Yeah, here’s an idea. Why can’t I set my Firefox browser to distribute my search randomly across N selected search engines? That would let me continually test which search engine is coughing up the best results with the least offensive ads. It would erode the monopoly power of the search engines and increase competition. Well, why not?
Two-sided networks tend to become highly condensed, in the exaggerated case this is called “winner take all.” One driver toward condensation is the cost for players on either side to maintain relationships with two competing networks. You could own multiple computers, and run multiple operating systems, but by and large you don’t. You could use multiple search engines/portals, but by and large you don’t. The cost of coordinating two homes tends to make it unusual.
The motivation for maintaining two or more homes seem to come down to competition; but in reducing them to that we lose something. It helps to back out what the benefits of competition are. I won’t go into that, but terms like choice, reducing provider pricing power, a modicum of self regulation, and innovation all come to mind.

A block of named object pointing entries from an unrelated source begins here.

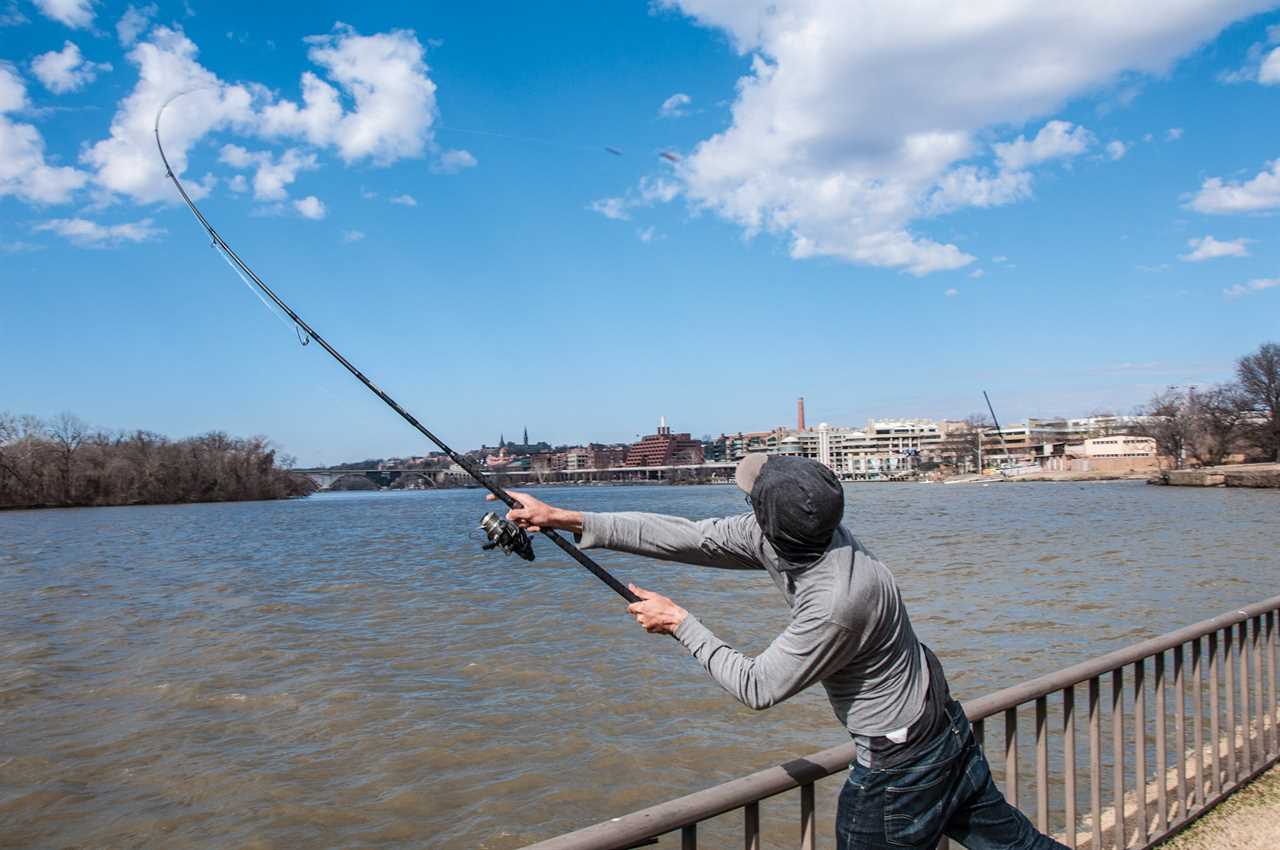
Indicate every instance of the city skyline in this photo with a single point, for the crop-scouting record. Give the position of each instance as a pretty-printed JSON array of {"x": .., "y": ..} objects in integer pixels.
[{"x": 594, "y": 215}]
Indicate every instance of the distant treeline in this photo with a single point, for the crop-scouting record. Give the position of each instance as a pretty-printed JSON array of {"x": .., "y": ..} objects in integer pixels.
[{"x": 65, "y": 464}]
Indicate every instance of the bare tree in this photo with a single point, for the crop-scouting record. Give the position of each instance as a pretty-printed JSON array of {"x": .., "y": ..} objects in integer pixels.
[
  {"x": 1169, "y": 421},
  {"x": 67, "y": 464},
  {"x": 960, "y": 447},
  {"x": 1260, "y": 383},
  {"x": 1219, "y": 416},
  {"x": 67, "y": 432}
]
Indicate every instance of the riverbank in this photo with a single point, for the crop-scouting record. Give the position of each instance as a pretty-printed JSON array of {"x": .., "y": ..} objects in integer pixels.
[
  {"x": 1249, "y": 819},
  {"x": 1255, "y": 475}
]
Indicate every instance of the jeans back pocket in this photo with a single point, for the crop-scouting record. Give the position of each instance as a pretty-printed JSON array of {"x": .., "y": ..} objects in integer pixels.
[{"x": 915, "y": 803}]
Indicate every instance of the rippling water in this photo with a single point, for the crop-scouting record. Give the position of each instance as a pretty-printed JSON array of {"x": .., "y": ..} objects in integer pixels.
[{"x": 352, "y": 670}]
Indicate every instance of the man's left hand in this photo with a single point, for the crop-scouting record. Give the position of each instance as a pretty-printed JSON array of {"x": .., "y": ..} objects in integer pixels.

Motivations for multihoming are, presumably, the a vein that can be mined to find counter vialing forces to the natural tendency of two-sided networks to condense. You can then draw out those players who most strongly feel the benefit to create advocates for a less condensed market structure.
Intermediaries, middlemen again, seem like one way that can happen. The irony here is that two-sided networks are, at their heart, about reducing the cost of search out or coordination work with the population on the other sided of the network. I.e. they reduce the cost of multihoming; and enable interoperability. This irony is one of the reasons that powerful hub owners tend to swallow the intermediaries adjacent to them – the adjacent intermediaries are a source of competitive threat; not because they compete but because they can enable other competitors.
When Google pays the Firefox folks for premiere slot in the UI they are, of course, working around the problem.